The challenges society faces in this area are immense. In New York City, only about half of African American males finish high school. They are seven times more likely to have an incarcerated parent. The poverty rate for Black and Latino young men is 50 percent higher than for their White and Asian counterparts. Their rate of unemployment is 60 percent higher. And more than one third of African American males end up in the criminal justice system. These children and young men need not only rigorous academic programs to hold their interest and improve their academic performance but they also need internships, after-school programs, mentors and guidance that can connect and prepare them for college and satisfying work after high school.
These statistics I have just recited are appalling. The picture they paint is inconsistent with the kind of society we aspire to be. But I know from practical experience that it is possible to make meaningful improvements in this state of affairs. My foundation has been working on these issues for many years, particularly in Baltimore, where I established a local foundation in 1998.
On a visit there I was shocked to discover the so-called “school to prison pipeline”. Many of the children in the juvenile justice system ended up there because they were suspended or expelled. Their schools were eager to meet the standards of No Child Left Behind. The incentives ought to work the other way. It is a measure of failure when a child is expelled and winds up entangled in the criminal justice system - not a measure of success for a school that seeks to meet the standards of No Child Left Behind.
For a long time I was skeptical of our ability to have an impact. But after a while the results began to show up in the statistics. In Baltimore, it is the African American boys who are showing the greatest improvement in high school - they are the ones responsible for increased graduation rates for the district. I decided it was worth continuing the effort indefinitely on condition that my contribution was matched by other donors. The local support made the effort even more successful and now the citizens of Baltimore are actively engaged and they have a foundation they can call their own.

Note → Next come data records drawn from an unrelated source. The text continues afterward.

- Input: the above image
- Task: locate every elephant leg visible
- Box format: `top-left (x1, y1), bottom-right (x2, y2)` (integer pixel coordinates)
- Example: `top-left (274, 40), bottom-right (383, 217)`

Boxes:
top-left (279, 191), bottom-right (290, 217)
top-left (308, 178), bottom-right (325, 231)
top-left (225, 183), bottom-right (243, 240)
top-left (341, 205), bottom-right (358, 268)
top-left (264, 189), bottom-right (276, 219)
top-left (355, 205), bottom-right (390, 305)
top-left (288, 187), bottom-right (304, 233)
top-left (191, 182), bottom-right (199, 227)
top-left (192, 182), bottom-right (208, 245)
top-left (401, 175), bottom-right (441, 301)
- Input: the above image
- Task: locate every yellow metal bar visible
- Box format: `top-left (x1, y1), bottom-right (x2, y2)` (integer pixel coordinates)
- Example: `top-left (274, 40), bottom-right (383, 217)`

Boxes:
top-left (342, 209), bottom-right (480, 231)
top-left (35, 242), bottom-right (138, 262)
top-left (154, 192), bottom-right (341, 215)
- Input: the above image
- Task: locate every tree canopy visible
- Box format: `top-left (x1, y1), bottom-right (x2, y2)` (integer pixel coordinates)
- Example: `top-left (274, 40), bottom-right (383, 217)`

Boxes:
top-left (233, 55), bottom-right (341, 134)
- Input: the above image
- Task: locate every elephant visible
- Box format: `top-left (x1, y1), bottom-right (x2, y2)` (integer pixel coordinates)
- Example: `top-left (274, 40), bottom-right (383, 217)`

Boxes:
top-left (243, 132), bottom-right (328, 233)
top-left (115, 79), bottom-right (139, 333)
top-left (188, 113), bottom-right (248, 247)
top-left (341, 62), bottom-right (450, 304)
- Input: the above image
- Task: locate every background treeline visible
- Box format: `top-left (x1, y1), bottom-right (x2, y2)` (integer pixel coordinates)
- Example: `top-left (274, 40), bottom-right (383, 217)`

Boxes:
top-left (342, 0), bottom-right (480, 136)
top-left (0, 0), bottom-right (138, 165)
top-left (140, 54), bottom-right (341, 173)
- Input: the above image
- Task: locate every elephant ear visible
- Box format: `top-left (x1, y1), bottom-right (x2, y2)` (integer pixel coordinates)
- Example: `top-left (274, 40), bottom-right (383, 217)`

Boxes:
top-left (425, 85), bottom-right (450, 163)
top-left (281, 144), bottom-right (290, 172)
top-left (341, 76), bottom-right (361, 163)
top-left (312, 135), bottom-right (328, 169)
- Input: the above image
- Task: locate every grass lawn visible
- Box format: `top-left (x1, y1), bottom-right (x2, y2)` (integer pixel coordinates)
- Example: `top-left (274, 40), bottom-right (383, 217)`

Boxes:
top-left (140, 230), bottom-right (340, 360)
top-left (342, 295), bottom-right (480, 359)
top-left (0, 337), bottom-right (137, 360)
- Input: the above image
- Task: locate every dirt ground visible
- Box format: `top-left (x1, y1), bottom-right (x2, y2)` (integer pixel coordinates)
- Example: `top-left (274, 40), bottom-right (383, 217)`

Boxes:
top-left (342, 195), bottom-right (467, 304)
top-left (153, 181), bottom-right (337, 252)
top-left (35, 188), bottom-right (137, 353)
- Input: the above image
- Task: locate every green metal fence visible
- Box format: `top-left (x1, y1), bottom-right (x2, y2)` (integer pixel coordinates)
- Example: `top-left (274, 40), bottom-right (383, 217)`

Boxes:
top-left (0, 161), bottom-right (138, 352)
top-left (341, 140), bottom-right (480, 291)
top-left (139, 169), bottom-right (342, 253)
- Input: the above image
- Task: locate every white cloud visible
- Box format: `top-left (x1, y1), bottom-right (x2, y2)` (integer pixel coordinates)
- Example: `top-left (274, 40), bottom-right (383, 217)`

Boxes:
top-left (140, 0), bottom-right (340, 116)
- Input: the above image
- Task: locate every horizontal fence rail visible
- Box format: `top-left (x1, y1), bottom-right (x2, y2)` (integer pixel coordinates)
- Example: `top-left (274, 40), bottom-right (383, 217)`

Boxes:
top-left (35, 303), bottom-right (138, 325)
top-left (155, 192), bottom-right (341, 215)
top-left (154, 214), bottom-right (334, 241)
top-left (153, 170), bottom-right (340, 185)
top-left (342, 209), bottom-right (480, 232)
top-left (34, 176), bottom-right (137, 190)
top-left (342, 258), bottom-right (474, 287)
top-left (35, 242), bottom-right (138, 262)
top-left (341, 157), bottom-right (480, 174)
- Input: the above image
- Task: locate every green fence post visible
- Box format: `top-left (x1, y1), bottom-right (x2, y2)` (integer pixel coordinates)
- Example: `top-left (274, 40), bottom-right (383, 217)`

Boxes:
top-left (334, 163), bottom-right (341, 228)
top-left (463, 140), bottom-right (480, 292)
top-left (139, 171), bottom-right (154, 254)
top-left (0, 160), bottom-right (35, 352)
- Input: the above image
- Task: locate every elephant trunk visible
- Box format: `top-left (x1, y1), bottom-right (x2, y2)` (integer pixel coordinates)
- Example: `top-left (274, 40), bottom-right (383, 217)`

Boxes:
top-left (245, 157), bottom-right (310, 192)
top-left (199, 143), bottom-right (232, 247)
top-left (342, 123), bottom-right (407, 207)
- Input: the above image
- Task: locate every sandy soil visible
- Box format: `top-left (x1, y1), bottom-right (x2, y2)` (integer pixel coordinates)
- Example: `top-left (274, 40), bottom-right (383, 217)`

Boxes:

In Baltimore we learned how important it is to work with the school authorities rather than simply creating private enclaves of excellence. We also learned that an independent advisory board is a key to success and I am pleased that the New York Young Men’s Initiative is in the process of assembling a distinguished group of experts to constitute an independent advisory board. The Mayor’s initiative shows how private citizens can work with government to make it better.
Encouraged by our success in Baltimore, and the promise held out by this initiative, I intend to make a city-based approach a cornerstone of my philanthropy in the United States. We will look to forge similar public- partnerships around the country.